The Magic, and Limits, of AI-Based Speech Recognition
If you interview people, on a podcast or for research, you have probably faced the problem of interview transcription: turning that audio format into a written form.
Do you take notes? Transcribe the interview yourself? (That’s only advisably if you’re an excellent typist.) Hire a transcription service?
There’s another option: using speech recognition technology to transcribe the audio for you.
If the term “speech recognition” makes you remember screaming futilely at an automated voice mail system (“SPEAK TO AN AGENT!”), it’s time to think again.
Technology has come a long way with understanding human speech.
In the course of researching my next book, I’ve been interviewing a bunch of authors. I have hours and hours of interviews and wanted to make clean transcripts of them as fodder for my book research.

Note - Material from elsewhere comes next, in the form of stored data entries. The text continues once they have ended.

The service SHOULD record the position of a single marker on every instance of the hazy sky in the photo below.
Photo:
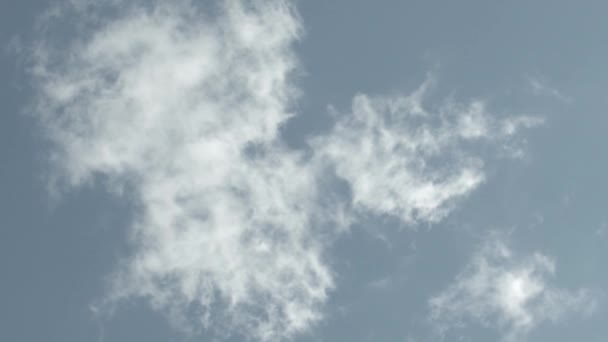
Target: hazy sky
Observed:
(278, 170)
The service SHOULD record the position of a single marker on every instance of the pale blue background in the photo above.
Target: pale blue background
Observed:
(52, 260)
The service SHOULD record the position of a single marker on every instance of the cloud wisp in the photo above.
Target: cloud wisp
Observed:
(503, 290)
(403, 160)
(182, 111)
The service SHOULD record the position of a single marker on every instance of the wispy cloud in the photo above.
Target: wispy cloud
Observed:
(185, 113)
(402, 159)
(540, 88)
(180, 111)
(505, 291)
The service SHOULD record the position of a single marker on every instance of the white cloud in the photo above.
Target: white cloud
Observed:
(180, 111)
(541, 88)
(402, 160)
(184, 112)
(509, 292)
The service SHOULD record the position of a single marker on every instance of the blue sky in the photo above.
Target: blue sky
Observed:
(276, 170)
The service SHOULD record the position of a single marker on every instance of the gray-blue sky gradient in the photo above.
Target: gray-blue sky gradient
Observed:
(543, 59)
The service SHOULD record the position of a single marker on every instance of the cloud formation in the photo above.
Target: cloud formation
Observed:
(401, 159)
(185, 112)
(502, 290)
(180, 110)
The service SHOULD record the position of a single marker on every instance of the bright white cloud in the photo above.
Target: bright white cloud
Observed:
(185, 112)
(505, 291)
(180, 111)
(402, 160)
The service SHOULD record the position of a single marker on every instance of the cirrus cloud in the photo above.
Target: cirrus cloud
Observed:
(182, 110)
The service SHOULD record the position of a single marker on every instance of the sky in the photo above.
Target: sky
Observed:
(283, 170)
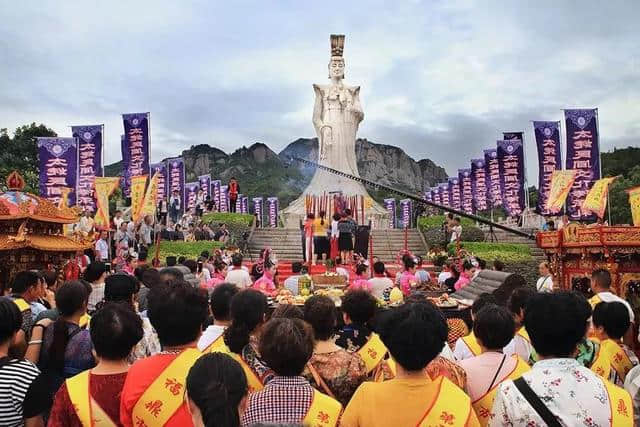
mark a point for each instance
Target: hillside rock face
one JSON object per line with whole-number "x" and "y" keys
{"x": 260, "y": 171}
{"x": 380, "y": 163}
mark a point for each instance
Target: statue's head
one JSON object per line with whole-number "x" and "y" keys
{"x": 336, "y": 64}
{"x": 336, "y": 67}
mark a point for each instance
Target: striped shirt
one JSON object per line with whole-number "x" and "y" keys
{"x": 22, "y": 392}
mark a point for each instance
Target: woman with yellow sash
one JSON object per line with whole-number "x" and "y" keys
{"x": 212, "y": 338}
{"x": 614, "y": 360}
{"x": 414, "y": 334}
{"x": 248, "y": 314}
{"x": 153, "y": 393}
{"x": 92, "y": 398}
{"x": 286, "y": 345}
{"x": 468, "y": 346}
{"x": 558, "y": 390}
{"x": 494, "y": 327}
{"x": 520, "y": 345}
{"x": 216, "y": 391}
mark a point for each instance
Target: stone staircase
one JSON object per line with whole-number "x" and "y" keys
{"x": 388, "y": 242}
{"x": 287, "y": 243}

I also wanted to share excerpts of some of them publicly, because there’s much more in the interviews than can land in the book. And along with the recording, I want to share the transcript, as not everyone has time to listen to 20-minute interviews.
I quickly discovered that interview transcription is hard! It takes time. I started by doing it myself, listening to the audio track while typing furiously (and hitting pause all the time to catch up.) Even though I am a fast typist, a 25-minute interview might take well over an hour to transcribe with any accuracy.
AI-based speech recognition to the rescue!
Experimenting with Otter’s AI-based solution
Productivity coach Judy Dang recommended that I experiment with Otter.AI, an online platform that uses artificial intelligence technology to create text representations of conversations.
Otter can transcribe conversations live, as they happen, or work with audio files that you upload to the platform. It also integrates with Zoom to record those endless Zoom meetings.
Otter offers both free and premium, paid services. I experimented with the premium service.
The software does a remarkably good job of creating an interview transcription in near real time, as a conversation occurs. It makes excellent guesses about words, even assigning them to different voices. (Although, it often missed the handoffs between me and my interview subjects, also women.)
As you might expect, it was easily confused by unexpected or unusual words.
- When transcribing a webinar on finding your book’s niche, it changed many of the niches to nice.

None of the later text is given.